Roasted Brussels Sprouts and Butternut Squash with Pecans and Cranberries Salad

IMG_7329

Ingredients:
Roasted Brussels Sprouts:
  • 3 cups Brussels sprouts ends trimmed, yellow leaves removed
  • 3 tablespoons olive oil
  • 1/4 teaspoon Salt to taste
Roasted Butternut Squash:
  • 1 1/2 lb butternut squash peeled, seeded, and cubed into 1-inch cubes (Yields about 4 cups of uncooked cubed butternut squash)
  • 2 tablespoons olive oil
  • 3 tablespoons maple syrup
Other Ingredients:
  • 2 cups pecan halves
  • 1 cup dried cranberries
  • 2-4 tablespoons maple syrup optional
Instructions
How to roast Brussels Sprouts:
Preheat oven to 400 F.
  1. Boil Brussels sprouts in water for about 5 minutes

  2. In a medium bowl, combine Brussels sprouts, 2 tablespoons of olive oil, salt (to taste), and toss to combine.

  3. Place onto a  baking sheet, and roast in the oven at 400 F for about 10 minutes.

How to roast Butternut Squash:
  1. Preheat oven to 400 F.
  2. In a medium bowl, combine cubed butternut squash (peeled and seeded),1 tablespoon of olive oil, maple syrup, and toss to mix.
  3. Place butternut squash in a single layer on the baking sheet. Bake for 20-25 minutes, turning once half-way through baking, until softened.
  4. Note: You can roast both Brussels sprouts and butternut squash on 2 separate baking sheets at the same time.
How to toast pecans:
  1. Toast pecans in the preheated oven at 350 F

  2. Line a baking sheet with parchment paper.

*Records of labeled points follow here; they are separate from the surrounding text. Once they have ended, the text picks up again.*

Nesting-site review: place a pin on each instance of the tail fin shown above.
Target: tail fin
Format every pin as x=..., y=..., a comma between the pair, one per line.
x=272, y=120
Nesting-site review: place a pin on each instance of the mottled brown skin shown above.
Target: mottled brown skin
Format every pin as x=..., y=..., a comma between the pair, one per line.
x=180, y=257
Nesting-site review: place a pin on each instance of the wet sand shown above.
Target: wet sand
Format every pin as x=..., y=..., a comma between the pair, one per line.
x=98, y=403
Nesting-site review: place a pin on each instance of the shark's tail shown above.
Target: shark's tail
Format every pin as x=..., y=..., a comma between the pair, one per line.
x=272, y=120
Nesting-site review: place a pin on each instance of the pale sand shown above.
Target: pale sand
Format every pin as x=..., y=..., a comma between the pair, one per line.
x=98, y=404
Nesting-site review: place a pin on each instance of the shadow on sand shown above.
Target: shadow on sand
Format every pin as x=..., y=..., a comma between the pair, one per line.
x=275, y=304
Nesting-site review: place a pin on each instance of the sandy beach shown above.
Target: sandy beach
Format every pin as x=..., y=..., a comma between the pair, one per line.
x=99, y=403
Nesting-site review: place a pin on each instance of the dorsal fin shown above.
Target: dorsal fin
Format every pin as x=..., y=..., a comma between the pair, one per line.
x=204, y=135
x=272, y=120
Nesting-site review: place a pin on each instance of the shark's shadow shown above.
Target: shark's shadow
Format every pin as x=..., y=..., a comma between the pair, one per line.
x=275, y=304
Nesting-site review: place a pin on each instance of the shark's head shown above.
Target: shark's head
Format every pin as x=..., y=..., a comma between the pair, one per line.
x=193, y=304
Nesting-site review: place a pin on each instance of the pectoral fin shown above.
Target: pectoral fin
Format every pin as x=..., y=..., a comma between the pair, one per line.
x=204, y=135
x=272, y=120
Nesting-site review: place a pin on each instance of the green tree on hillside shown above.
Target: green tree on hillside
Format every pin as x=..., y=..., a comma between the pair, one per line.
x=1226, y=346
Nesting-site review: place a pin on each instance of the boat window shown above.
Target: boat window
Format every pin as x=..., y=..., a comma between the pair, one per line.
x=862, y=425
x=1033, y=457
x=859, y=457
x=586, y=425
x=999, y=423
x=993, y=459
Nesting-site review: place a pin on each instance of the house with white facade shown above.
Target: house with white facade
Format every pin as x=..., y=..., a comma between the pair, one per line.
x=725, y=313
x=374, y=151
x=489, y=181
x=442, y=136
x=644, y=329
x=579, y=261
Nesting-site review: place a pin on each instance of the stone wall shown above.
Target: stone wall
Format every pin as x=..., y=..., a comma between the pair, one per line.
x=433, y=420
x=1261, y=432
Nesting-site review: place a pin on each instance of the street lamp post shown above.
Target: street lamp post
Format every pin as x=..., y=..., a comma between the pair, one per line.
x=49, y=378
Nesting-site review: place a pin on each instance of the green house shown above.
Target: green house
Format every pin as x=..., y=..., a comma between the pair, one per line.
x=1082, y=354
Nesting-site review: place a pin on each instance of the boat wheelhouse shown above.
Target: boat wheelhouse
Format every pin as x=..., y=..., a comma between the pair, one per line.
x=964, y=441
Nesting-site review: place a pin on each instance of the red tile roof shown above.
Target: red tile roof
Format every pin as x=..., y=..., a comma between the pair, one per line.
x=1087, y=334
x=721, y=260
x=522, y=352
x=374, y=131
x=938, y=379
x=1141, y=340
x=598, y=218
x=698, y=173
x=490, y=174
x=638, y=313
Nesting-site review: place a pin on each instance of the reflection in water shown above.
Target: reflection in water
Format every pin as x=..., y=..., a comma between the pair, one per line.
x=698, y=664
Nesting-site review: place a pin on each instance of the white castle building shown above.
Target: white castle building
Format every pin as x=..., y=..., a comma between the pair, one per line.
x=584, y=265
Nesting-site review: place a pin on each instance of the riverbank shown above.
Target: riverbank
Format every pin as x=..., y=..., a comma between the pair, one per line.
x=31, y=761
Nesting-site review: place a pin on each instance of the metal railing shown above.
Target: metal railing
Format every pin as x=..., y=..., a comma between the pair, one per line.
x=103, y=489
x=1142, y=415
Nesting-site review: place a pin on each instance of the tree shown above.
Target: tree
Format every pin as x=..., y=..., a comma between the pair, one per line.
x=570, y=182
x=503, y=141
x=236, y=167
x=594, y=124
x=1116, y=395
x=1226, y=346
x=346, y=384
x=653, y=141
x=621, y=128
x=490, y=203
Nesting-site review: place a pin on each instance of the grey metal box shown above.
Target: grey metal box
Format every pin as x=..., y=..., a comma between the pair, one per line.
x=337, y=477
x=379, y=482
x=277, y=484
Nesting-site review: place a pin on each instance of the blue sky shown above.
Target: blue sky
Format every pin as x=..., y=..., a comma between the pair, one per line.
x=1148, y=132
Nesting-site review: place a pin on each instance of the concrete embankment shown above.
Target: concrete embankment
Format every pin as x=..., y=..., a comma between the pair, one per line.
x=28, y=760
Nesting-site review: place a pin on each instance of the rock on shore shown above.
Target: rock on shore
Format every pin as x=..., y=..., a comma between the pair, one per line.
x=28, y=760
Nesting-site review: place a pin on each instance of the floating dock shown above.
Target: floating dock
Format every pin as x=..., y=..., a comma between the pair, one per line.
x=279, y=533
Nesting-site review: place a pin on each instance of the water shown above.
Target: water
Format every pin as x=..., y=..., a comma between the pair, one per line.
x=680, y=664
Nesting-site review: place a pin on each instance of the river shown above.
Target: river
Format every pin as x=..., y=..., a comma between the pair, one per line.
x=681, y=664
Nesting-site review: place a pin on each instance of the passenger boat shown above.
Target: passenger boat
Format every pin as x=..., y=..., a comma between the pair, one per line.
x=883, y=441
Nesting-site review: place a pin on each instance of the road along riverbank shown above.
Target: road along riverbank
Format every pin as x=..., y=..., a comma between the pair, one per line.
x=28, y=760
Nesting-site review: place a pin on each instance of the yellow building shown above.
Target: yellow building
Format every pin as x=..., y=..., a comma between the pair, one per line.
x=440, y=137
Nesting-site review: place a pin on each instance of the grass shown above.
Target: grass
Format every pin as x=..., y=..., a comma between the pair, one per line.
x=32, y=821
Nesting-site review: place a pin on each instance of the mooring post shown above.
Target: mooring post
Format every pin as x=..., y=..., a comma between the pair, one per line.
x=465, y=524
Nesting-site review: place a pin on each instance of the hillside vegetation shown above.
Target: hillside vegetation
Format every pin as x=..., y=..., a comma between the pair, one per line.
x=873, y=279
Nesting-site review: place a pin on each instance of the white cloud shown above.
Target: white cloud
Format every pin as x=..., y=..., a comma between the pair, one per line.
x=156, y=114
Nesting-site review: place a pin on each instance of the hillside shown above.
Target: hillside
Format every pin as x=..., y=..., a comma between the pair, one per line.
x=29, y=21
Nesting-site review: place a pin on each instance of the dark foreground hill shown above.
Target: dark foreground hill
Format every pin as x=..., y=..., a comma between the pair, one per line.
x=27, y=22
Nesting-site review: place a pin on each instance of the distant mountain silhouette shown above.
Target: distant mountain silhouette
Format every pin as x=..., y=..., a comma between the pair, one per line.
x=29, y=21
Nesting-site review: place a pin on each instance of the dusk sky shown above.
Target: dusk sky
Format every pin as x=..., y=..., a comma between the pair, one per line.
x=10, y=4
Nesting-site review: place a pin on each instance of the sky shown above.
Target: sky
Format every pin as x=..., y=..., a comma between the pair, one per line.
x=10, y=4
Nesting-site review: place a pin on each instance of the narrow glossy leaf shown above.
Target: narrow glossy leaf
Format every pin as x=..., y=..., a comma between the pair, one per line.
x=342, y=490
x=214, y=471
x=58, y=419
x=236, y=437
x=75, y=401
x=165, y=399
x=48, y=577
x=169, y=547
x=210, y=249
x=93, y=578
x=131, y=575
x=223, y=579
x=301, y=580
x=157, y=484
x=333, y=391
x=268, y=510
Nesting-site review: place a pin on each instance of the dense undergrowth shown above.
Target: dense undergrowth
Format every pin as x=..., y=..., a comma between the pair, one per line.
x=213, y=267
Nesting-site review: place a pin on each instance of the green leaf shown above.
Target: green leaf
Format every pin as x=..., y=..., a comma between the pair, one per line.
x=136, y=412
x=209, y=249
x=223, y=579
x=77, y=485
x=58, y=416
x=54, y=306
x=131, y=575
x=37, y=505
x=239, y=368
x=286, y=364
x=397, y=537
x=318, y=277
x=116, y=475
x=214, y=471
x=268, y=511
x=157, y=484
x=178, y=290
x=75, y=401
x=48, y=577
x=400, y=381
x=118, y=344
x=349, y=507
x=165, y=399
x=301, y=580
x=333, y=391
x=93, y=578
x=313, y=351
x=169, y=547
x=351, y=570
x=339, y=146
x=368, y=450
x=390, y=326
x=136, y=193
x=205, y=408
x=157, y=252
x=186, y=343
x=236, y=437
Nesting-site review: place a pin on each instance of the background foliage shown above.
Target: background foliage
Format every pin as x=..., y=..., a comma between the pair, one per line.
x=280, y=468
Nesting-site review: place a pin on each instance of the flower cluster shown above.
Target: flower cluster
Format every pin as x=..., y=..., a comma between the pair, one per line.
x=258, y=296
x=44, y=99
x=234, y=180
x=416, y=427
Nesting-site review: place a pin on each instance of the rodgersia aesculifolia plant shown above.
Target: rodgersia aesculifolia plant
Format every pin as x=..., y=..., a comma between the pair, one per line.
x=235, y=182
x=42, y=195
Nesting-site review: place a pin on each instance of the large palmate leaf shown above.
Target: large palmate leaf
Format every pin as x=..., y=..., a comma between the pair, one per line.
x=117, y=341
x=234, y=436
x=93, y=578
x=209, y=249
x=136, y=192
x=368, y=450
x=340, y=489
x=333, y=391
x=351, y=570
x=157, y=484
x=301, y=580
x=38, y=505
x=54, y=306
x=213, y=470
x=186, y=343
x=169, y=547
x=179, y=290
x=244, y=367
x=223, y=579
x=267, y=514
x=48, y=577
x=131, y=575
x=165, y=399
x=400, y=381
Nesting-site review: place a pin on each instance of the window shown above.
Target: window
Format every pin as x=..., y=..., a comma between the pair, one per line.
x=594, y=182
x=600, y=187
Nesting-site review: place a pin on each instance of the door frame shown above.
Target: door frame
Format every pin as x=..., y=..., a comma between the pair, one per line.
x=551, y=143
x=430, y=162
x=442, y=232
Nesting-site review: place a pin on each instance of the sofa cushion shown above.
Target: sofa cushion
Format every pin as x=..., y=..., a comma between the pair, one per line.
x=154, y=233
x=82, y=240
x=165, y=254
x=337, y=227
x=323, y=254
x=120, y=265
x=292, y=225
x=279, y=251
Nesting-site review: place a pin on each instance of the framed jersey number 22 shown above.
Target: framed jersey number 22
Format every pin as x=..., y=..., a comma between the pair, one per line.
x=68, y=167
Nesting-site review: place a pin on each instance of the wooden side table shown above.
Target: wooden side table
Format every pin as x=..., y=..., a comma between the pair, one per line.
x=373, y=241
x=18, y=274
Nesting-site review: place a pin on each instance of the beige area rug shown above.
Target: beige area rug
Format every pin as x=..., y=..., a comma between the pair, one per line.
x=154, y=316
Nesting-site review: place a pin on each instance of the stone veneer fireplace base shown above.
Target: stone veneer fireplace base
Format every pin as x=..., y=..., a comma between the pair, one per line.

  3. Toast the pecans for about 5 minutes (maybe a bit longer) in the preheated oven at 350 F until they get darker in color.

  4. Note: pecans burn really fast, so make sure to check the nuts after 5 minutes and frequently afterwords.

Assembly:

In a large bowl, combine roasted Brussels sprouts, roasted butternut squash, pecans, and cranberries, and mix to combine.

Tips:

I don’t like to roast my brussels sprouts in the oven the whole time because I think it will turn out dry, so I boiled it first then finished cooking in the oven to get some brown color. You can totally do it in the oven with 400F for 20-25 minutes without boiling part.

IMG_7334

材料:

烤孢子甘藍:

3 杯孢子甘藍,去除黃葉
3湯匙橄欖油
1/4茶匙鹽
烤東南瓜:
1 1⁄2 磅南瓜去皮、切成 1 英寸立方體(約 4 杯未煮熟的塊狀南瓜)
2湯匙橄欖油
3湯匙楓糖漿
其他材料:
2 杯山核桃
1 杯乾紅莓
2-4湯匙楓糖漿 (可不用)

做法:
如何烤孢子甘藍:
將烤箱預熱至 400 F華氏度。

將孢子甘藍在滾水中煮約5分鐘

在一個碗中,將孢子甘藍、2湯匙橄欖油、鹽(適量)混合。

放在烤盤上,在400華氏度的烤箱中烤約10分鐘。

如何烤南瓜:
將烤箱預熱至 400F 華氏度。
在一碗中,將塊狀南瓜(去皮) 與1湯匙橄欖油、楓糖漿混合。
將南瓜放在烤盤上。烤20-25分鐘,中途轉一次,直到變軟。

如何烤山核桃:

在預熱的烤箱中以 350 F華氏度烤山核桃

用羊皮紙把烤盤排成一行。

在350華氏度的預熱烤箱中烤約5分鐘(可能再久一點),直到它們變金黃色。

注意:山核桃熟得非常快,所以一定要在5分鐘後檢查一下。

裝配:

在一個大碗中,將烤好的孢子甘藍、南瓜、山核桃和小紅莓混合在一起。

 

我不喜歡在烤箱裡烤我的布魯塞爾豆芽,因為我覺得它會變乾,所以我先煮它,然後在烤箱裡完成,既有得到一些棕色,又不會很乾。你可以完全在烤箱裏完成: 400F華氏度 20-25分鐘。